Recenzje

SEJF. Obraz kontrolny

Jeśli za pisanie thrillera politycznego zabiera się dziennikarz, który na dziennikarstwie politycznym zjadł zęby, to bądźmy pewni, że trafi do nas książka z intrygującą historią. A jeśli na jej grzbiecie, czytamy, iż autorem jest Tomasz Sekielski, to mamy gwarancję udanej lektury. Zwłaszcza, że pierwsza część trylogii spotkała się z uznaniem wśród miłośników gatunku. „Sejf. Obraz kontrolny” to druga część trylogii, którą Dom Wydawniczy Rebis postanowił wydać w reedycji, kumulując wszystkie trzy części w jeden tom. „Obraz kontrolny” to udana kontynuacja pierwszej części. Tutaj również ogromną rolę odgrywają wpływy na najwyższym politycznym stopniu. Interes państwa schodzi na drugi plan, oddając pierwszeństwo prywatnym korzyściom osób zasiadających na wysokich stanowiskach. W drugiej części również spotykamy Artura Solskiego, któremu życie dało solidnie w kość. Pojawi się również pułkownik Wyrwicki, który przygotowując się do nowej operacji, podporządkował sobie inne służby. Jednak na horyzoncie pojawia się nowy przeciwnik, który rozpoczyna nowe rozdanie. I zdolny jest do podjęcia działań, które mogą zagrozić posadzie Wyrwickiego. Książka ta, choć jest fikcją literacką, uświadamia nam jak okrutny i bezwzględny jest świat służb specjalnych. To one tak naprawdę sprawują władzę, trzymając rządzących na krótkiej smyczy. Haki, przekręty i nieczyste zagrania to domena służb specjalnych, które posuną się do każdego kroku zmierzającego do osiągnięcia zamierzonego celu.

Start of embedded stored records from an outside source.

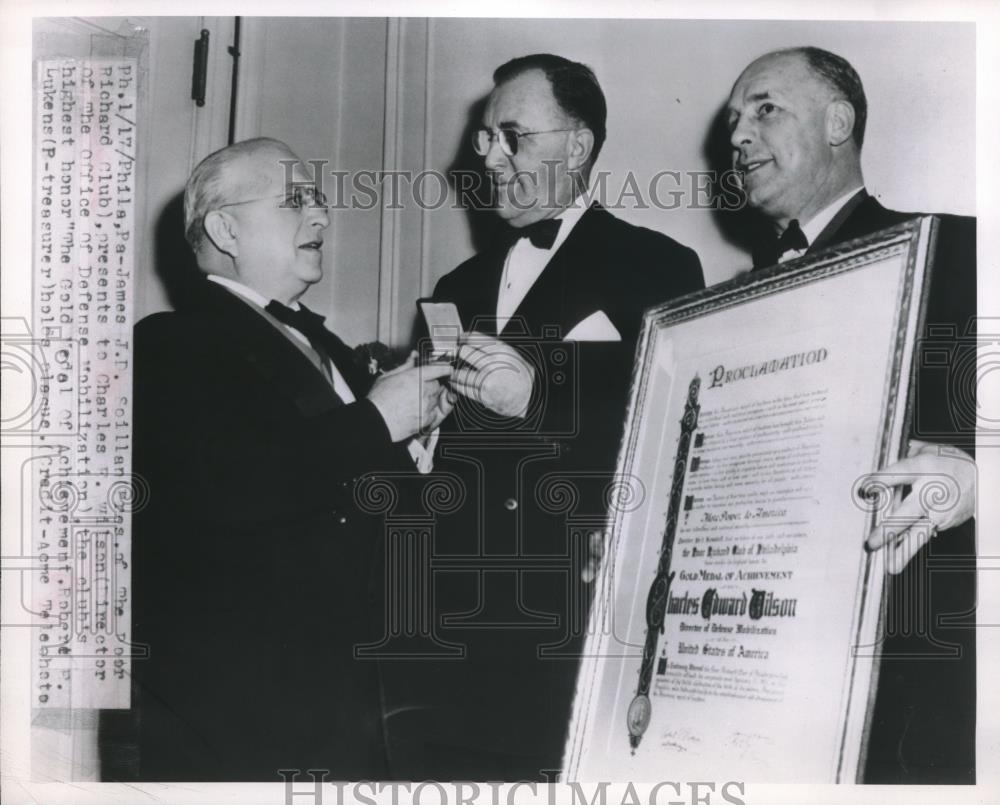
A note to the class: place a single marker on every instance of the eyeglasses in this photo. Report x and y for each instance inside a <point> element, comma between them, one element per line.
<point>302,196</point>
<point>508,139</point>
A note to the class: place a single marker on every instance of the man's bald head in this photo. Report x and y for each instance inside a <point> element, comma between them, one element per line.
<point>837,74</point>
<point>797,119</point>
<point>223,177</point>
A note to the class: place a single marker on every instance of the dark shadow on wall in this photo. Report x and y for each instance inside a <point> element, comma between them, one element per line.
<point>473,192</point>
<point>174,263</point>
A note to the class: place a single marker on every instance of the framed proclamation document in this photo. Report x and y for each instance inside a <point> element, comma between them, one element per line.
<point>734,631</point>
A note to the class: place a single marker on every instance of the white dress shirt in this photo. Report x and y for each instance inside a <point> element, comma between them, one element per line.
<point>421,453</point>
<point>525,263</point>
<point>818,222</point>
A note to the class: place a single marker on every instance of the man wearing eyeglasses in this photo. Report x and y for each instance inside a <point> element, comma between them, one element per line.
<point>553,312</point>
<point>252,425</point>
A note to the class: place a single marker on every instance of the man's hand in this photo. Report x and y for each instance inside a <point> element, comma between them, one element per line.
<point>411,399</point>
<point>494,374</point>
<point>943,495</point>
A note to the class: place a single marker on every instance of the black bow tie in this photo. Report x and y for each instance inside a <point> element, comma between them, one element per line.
<point>792,239</point>
<point>542,234</point>
<point>304,320</point>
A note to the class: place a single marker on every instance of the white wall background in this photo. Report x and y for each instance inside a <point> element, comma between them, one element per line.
<point>377,94</point>
<point>666,79</point>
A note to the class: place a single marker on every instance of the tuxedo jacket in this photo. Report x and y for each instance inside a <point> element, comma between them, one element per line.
<point>251,556</point>
<point>923,723</point>
<point>511,596</point>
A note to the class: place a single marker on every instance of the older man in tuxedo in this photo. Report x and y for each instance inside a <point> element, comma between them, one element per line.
<point>253,425</point>
<point>553,309</point>
<point>797,124</point>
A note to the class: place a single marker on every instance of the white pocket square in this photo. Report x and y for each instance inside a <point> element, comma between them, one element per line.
<point>596,327</point>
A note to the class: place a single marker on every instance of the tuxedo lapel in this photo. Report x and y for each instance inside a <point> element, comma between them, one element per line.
<point>561,296</point>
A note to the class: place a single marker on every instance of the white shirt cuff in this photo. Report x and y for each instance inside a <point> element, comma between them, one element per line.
<point>422,451</point>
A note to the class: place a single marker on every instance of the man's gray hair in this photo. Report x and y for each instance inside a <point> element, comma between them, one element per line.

A jaki cel przyświeca im w drugiej części trylogii? Warto to sprawdzić i przekonać się, że wchodząc do tych służb, każdego dnia należy „obmywać ręce” by wyczyścić je z „gówna” w jakim się musimy babrać. Taka jest prawda, i Tomasz Sekielski doskonale ją ilustruje. Obraz polityki, biznesu jaki zarysował Autor jest nie tyle co wstrząsający (bo o tym wiemy), lecz odwzorowany w skali 1 do 1. I tu należą się ogromne brawa dla Pana Tomasza, gdyż miał odwagę ukazać prawdę jaka jest, a nie prawdę podkolorowaną nie w pełni szczerą. I jeśli mam być szczery, to zakończenie drugiego tomu, jeszcze bardziej podrasowało moją ciekawość, ponieważ Autor nie domknął tej historii, sprawiając, że od razu bez zbędnej zwłoki rozpocząłem czytanie trzeciej części trylogii pod tytułem „Gniazdo kruka”. I nie wychylę nosa z mojego gniazda dopóki nie poznam finału tej historii. Za egzemplarz książki dziękuję Wydawnictwu Dom Wydawniczy Rebis https://www.rebis.com.pl/.

guest
0 komentarzy
Inline Feedbacks
View all comments

jeszcze chwilka…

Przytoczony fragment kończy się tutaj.